We Canadians like nothing better than to complain about the weather, but this weekend, we had snow, freezing rain, rain, and fog after a gray week, so I think I’m just a bit entitled to grumble.  This morning again, just like last Sunday morning, the damp fog closing in on our part of town transported me thirty years into the past and to a different continent.  At this rate, I’ll probably be happier once real winter settles in with minus twenty degree centigrade temperatures – no rain, no fog and more chances of sunshine.  Of course, after a few weeks of minus twenty, I’ll be complaining again.

In just over three weeks, it will be Christmas.  Another year gone.  Where it went, I couldn’t say.  My brain tries to ignore the passing of time but my body feels it, even though I’m at the gym six days a week, exercising harder and more regularly than I did in my forties, or even my thirties.  Being my own boss these days helps me get out there and pump iron instead of sitting in endless, futile meetings where, when all is said and done, much will have been said and precious little done.  I don’t miss those days at all.

Hard Strike (Decker’s War Book 7) is in the home stretch.  I’m at the 85% completion mark and intend to see it done by the end of the coming week.


Misty Memories

Our weather in the last few days has been passing strange.  It’s almost as if Mother Nature is giving us a preview of the coming winter — a weather version of a movie trailer.  We got a dumping of snow sufficient to bring out our snow removal contractor, freezing rain, bitter cold and today, a thaw.  And even though everything is still white, our part of the Great White North is smothered in a thick layer of fog right now.  A gray, damp, foggy Sunday, just the right mix to evoke old memories. 

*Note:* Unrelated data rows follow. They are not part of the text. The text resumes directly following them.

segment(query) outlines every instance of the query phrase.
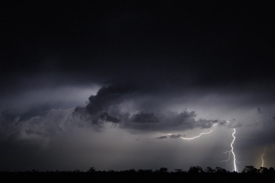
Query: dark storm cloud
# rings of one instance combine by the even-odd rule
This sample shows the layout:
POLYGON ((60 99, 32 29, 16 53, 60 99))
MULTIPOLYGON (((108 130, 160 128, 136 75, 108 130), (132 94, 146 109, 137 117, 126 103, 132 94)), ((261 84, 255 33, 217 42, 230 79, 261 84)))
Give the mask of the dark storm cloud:
POLYGON ((194 111, 185 110, 178 113, 156 107, 154 103, 159 102, 157 98, 148 102, 145 100, 141 104, 133 102, 138 101, 138 99, 141 100, 141 97, 142 99, 141 92, 144 92, 133 87, 132 84, 114 84, 103 86, 96 95, 89 98, 85 107, 76 107, 74 113, 82 120, 98 126, 103 127, 104 122, 109 122, 119 124, 121 128, 144 131, 208 128, 216 123, 219 125, 226 124, 217 120, 195 120, 197 115, 194 111), (123 111, 121 106, 123 106, 123 102, 129 101, 132 101, 132 106, 141 112, 130 115, 130 113, 133 111, 123 111), (144 106, 153 112, 142 112, 144 106), (158 114, 156 115, 155 112, 158 114))
POLYGON ((131 118, 131 120, 134 123, 158 123, 159 119, 152 113, 150 114, 144 113, 134 114, 131 118))
POLYGON ((101 114, 100 116, 100 118, 102 120, 112 122, 114 123, 118 123, 120 122, 120 119, 111 116, 106 112, 104 113, 101 114))
POLYGON ((175 139, 176 138, 180 138, 181 137, 185 137, 185 135, 171 135, 169 136, 169 138, 172 138, 173 139, 175 139))
POLYGON ((176 139, 177 138, 180 138, 181 137, 185 137, 185 135, 165 135, 164 136, 161 136, 161 137, 156 137, 155 138, 154 138, 154 139, 163 139, 164 138, 171 138, 172 139, 176 139))
POLYGON ((156 139, 163 139, 164 138, 167 138, 167 136, 161 136, 159 137, 156 137, 156 139))

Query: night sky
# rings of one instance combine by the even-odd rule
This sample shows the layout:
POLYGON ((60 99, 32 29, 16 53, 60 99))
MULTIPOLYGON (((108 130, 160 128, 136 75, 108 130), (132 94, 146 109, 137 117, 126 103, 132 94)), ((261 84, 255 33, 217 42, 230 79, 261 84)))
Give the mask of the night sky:
POLYGON ((40 1, 0 5, 0 170, 275 167, 273 1, 40 1))

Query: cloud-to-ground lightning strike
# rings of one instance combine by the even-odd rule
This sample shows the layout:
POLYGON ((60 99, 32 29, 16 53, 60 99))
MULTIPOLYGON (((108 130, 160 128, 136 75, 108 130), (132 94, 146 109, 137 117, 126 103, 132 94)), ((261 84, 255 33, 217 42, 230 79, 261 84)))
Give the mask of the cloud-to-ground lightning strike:
MULTIPOLYGON (((229 123, 229 122, 228 122, 229 123)), ((235 138, 236 138, 235 137, 235 136, 234 136, 234 134, 235 134, 235 133, 236 133, 236 131, 235 130, 235 129, 234 128, 234 132, 232 134, 232 136, 233 137, 233 140, 232 141, 232 142, 231 143, 231 150, 230 150, 230 151, 226 151, 226 152, 224 152, 224 153, 227 153, 227 152, 229 153, 229 157, 227 160, 223 160, 222 161, 221 161, 221 162, 226 162, 226 163, 227 163, 227 162, 228 162, 228 161, 230 159, 230 154, 231 153, 232 153, 232 154, 233 155, 233 160, 234 161, 234 169, 233 169, 233 170, 234 171, 235 171, 235 172, 238 172, 238 169, 237 168, 237 165, 236 165, 236 162, 237 162, 237 163, 240 163, 240 162, 238 162, 236 160, 236 158, 235 157, 235 154, 234 153, 234 152, 233 151, 234 150, 234 148, 233 148, 233 144, 234 143, 234 141, 235 140, 235 138)))
POLYGON ((265 153, 266 152, 266 146, 265 147, 265 149, 264 149, 264 153, 262 155, 262 167, 263 167, 263 158, 262 158, 262 157, 263 156, 265 155, 265 153))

As we do regularly, Mrs Thomson and I were driving to our gym for ninety minutes of much needed exercise this morning.  Once on the brief stretch of highway, I remarked how this dense, chilly fog reminded me of one particular winter when we lived in what was then the Federal Republic of Germany thirty years ago, during my tour with Canadian Forces Europe (CFE).  The Rhine Valley, in the federal state of Baden-Württemberg where CFE had its bases, was and probably still is famous for its damp, foggy weather, especially in winter.  That particular February, we spent the entire month fogged in.  The only times I saw the sun was when I visited the Langenhard training area which sat at higher altitude and therefore above the fog layer.  Looking out over the valley from up there was a thing of beauty!  This morning, our drive through a brief stretch of farmland bordering the highway, reminded me vividly of driving on the A-5, the autobahn running the length of Baden-Württemberg right to the Swiss border during that February thirty years ago.

In other news, I’m moving right along with Hard Strike (Decker’s War Book 7).  It’s now more than three-quarters done.

Winter is Here

It seems like Mother Nature decided to give up on autumn in our part of the Great White North a few weeks early this year — it’s only mid-November and we’re already in winter’s frigid grip.  Fifteen centimeters of snow fell last Thursday evening into Friday and this morning, it’s minus thirteen degrees Celsius although there’s a lovely ice fog blurring the sunshine.

At least productivity has been good lately.  A few weeks ago, I wrote about needing to reassess where I was going with Hard Strike (Decker’s War Book 7).  I’m happy to say taking a step back improved the story line considerably and I’m now almost caught up again — yesterday I passed the two-thirds completion mark.  Since I’m taking a break from writing for a while over Christmas and New Year’s, I expect to send the manuscript to my editor in early January, when she’s back after her own holidays.  Then, I intend to start work on Ashes of Empire: Imperial Twilight, the first of a planned 3-4 novels in 2019, which will include a sixth Siobhan Dunmoore and a second Quis Custodiet.